According to Tenga, this is the first time for a male masturbation aid to receive this award.

This was not the first time that Tenga was considered for an award in product designing. In 2006, Tenga passed the first round of screening for the Good Design Award by the Japan Industrial Design Promotion Organization, but was excluded before the beginning of the second screening due to it being determined as "ineligible" by the judging committee.
The award did not give specific reasons why it was not eligible, but third-party writers have speculated that the sexual nature of the product was the reason for the exclusion.
Matsumoto criticized the decision saying that Tenga is but a manufacturing company, and the decision "tramples the passions of manufacturing industries."

==Clinical usage==
At least two independent groups in Japan have put Tenga products to clinical usage. Kobori et al. at Dokkyo Medical University have applied Tenga for ejaculatory dysfunction studies.
Imai et al. at Seirei Hamamatsu General Hospital have used Tenga on a number of patients suffering from intravaginal anejaculation or post-prostatectomy dysfunction.

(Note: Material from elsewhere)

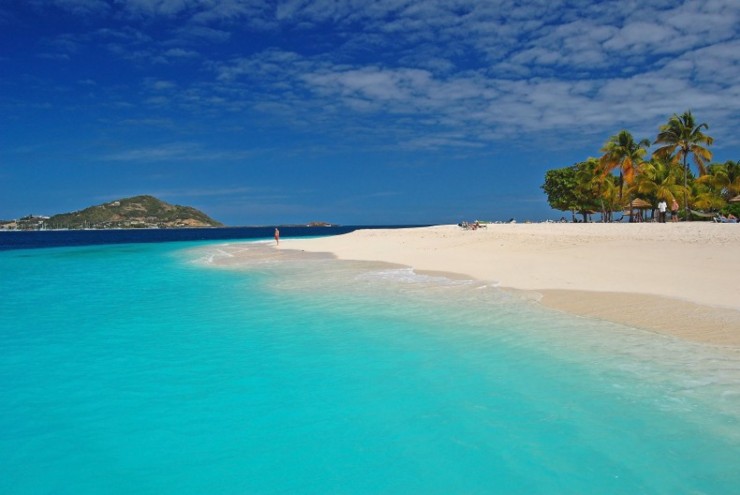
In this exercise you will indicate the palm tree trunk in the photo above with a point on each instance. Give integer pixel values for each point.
(685, 185)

In their paper, Kobori et al. gave the following reasons why they chose to utilize Tenga for their purposes:
- They are in widespread use and can be bought in general variety stores or bookshops
- They enable a constant grip pressure to be maintained
- The lineup offers three different standard levels of stimulation (hard, standard, soft), enabling support for various cases
- They are disposable and hygienic
- They do not have decorative imitations that resemble human vagina, and their designs are suitable for medical use
- The manufacturer and the distributor are well-known

==Comic adaptation==
In 2008, comic artist Butcha U (ブッチャーU, bucchā yū) drew a picture depicting the masturbators as fictional girls (a form of moe anthropomorphism).
The concept was given the Hōsai Tsuruoka Award (鶴岡法斎賞) from Japan Otaku Awards 2008 (日本オタク大賞2008).
Tenga Co., Ltd. gave permission to make this concept into a commercial project; and in 2010, the concept was expanded into an electronic comic series titled Tengirls, published by Sony Digital Entertainment Services Inc. (a subsidiary of Sony).
The story features a team of girls resembling the Tenga products, who fight against crimes and disasters that occur in a near-future city.

== Data breach ==
A February 2026 email to customers stated that “an unauthorized party gained access to the professional email account of one of our employees,” sending spam emails to the affected employee's contacts and potentially obtaining access to customer names, email addresses, order details, and service inquiries.